Detecting Phishing Sites Using ChatGPT
Takashi Koide, Naoki Fukushi, Hiroki Nakano, Daiki Chiba
TL;DR
This work tackles the automated detection of phishing sites by leveraging large language models (LLMs) in a web-crawler–driven pipeline. The authors introduce ChatPhishDetector, which gathers site data (final URL, HTML, and screenshots), simplifies inputs, and prompts multimodal or text-only LLMs to assess phishing risk with outputs in JSON. Empirical results show that GPT-4V achieves the highest precision (≈98.7%) and recall (≈99.6%), substantially outperforming baselines and non-vision models, largely due to multimodal analysis of branding, domain legitimacy, and social engineering cues. The study highlights practical considerations, including cost, latency, limitations, and risks like prompt injection, and demonstrates the potential of LLMs for scalable, multilingual phishing detection in real-world cybersecurity workflows.
Abstract
The emergence of Large Language Models (LLMs), including ChatGPT, is having a significant impact on a wide range of fields. While LLMs have been extensively researched for tasks such as code generation and text synthesis, their application in detecting malicious web content, particularly phishing sites, has been largely unexplored. To combat the rising tide of cyber attacks due to the misuse of LLMs, it is important to automate detection by leveraging the advanced capabilities of LLMs. In this paper, we propose a novel system called ChatPhishDetector that utilizes LLMs to detect phishing sites. Our system involves leveraging a web crawler to gather information from websites, generating prompts for LLMs based on the crawled data, and then retrieving the detection results from the responses generated by the LLMs. The system enables us to detect multilingual phishing sites with high accuracy by identifying impersonated brands and social engineering techniques in the context of the entire website, without the need to train machine learning models.
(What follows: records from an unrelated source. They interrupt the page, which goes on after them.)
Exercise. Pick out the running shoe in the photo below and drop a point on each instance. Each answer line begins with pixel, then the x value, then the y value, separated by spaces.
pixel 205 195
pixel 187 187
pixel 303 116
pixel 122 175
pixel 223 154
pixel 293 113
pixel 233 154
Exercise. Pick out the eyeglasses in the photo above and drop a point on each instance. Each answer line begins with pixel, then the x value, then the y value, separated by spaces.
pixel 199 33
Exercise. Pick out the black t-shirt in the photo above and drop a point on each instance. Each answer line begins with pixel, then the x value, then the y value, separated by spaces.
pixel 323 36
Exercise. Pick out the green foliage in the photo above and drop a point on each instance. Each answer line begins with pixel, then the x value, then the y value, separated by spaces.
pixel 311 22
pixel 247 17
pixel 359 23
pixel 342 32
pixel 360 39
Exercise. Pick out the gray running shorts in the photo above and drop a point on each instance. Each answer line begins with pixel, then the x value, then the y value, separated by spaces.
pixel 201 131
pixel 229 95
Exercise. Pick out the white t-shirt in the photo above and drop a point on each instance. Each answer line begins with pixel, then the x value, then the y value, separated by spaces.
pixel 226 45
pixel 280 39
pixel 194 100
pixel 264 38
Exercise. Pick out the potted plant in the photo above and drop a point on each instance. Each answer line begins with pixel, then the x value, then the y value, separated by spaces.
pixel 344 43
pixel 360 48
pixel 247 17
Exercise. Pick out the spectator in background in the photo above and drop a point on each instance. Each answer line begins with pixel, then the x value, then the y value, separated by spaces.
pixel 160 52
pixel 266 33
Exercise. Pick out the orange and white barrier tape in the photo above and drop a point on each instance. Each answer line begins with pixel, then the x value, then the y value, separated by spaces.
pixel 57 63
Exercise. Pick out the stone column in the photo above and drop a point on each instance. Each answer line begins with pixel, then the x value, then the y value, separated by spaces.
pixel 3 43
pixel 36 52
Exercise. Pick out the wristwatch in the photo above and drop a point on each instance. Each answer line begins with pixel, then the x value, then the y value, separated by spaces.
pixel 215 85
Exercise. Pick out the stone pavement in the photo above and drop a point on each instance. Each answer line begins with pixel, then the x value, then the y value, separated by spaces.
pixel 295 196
To evaluate the performance of our system, we conducted experiments on our own dataset and compared it with baseline systems and several LLMs. The experimental results using GPT-4V demonstrated outstanding performance, with a precision of 98.7% and a recall of 99.6%, outperforming the detection results of other LLMs and existing systems. These findings highlight the potential of LLMs for protecting users from online fraudulent activities and have important implications for enhancing cybersecurity measures.